Agents are using the wrong door
I don't want to choose between invisible tool calls and a hijacked cursor, we need to do better.
Agents have gotten a lot more useful lately. Ever since the introduction of OpenClaw they’re starting to reach into the apps and content we actually work in. They could do this before, but OpenClaw has shown us why it’s useful. Before, we used to prompt our way to output, and then go do the work ourselves.

Basically, there are 2 ways an agent can do things for us now.
The first way is through an a so-called MCP or Model Context Protocol. It’s a method for an agent to connect to an app, as well as explaining what’s possible. The agent sends tool calls, the app executes them.

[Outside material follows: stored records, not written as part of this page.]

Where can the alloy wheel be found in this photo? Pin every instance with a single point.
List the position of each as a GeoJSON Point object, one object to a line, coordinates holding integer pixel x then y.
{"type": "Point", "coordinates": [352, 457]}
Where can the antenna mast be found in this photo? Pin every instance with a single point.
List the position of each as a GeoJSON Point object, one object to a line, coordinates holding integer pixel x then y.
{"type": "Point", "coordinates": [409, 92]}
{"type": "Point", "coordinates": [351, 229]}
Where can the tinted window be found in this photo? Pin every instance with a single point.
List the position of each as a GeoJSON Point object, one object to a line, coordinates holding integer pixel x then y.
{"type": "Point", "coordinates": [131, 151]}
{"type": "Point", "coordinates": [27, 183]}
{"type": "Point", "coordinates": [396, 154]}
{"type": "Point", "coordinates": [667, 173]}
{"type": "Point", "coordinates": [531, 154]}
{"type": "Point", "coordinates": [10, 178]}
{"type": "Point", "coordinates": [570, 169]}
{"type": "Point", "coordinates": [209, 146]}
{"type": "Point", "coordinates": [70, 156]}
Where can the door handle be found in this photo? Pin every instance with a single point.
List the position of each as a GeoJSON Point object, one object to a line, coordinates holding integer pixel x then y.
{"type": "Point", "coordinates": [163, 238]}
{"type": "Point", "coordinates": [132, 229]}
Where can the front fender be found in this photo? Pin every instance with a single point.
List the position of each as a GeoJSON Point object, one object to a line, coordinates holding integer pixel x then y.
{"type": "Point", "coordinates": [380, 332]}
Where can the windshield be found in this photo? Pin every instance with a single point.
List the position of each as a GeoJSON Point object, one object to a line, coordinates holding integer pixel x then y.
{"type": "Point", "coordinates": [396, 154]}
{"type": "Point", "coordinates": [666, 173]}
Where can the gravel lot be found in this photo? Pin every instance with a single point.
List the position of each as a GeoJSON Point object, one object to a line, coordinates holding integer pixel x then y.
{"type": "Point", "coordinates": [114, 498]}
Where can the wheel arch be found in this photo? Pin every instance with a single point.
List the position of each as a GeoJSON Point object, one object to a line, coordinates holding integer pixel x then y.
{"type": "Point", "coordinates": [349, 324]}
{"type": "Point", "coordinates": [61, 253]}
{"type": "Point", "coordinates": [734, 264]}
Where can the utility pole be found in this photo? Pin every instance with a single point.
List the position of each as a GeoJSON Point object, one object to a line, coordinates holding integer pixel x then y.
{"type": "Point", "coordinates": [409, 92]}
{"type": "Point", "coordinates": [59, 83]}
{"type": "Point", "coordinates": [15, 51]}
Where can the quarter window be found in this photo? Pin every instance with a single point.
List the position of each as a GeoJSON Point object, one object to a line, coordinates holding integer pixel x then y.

Fast, clean, precise. What this setup doesn’t do is bring us Humans into the conversation. When the agent does something, we don’t see the work happening in any understandable way. We see a chat line saying a tool was called, or we see nothing at all. The action, and the language it was done in, stay between the agent and the app.
The second way is by operating our device for us. The agent takes over the mouse and keyboard, looks at the screen, clicks the buttons. It works the way we do, so we can follow along. It also demos beautifully. But it’s also slow, and the Aikido folks made a compelling case that you can’t really secure it. Since the agent is operating on our behalf, it has our computer permissions. Put it in a sandbox and it can’t do anything useful; leave it out and pray it doesn’t do anything stupid.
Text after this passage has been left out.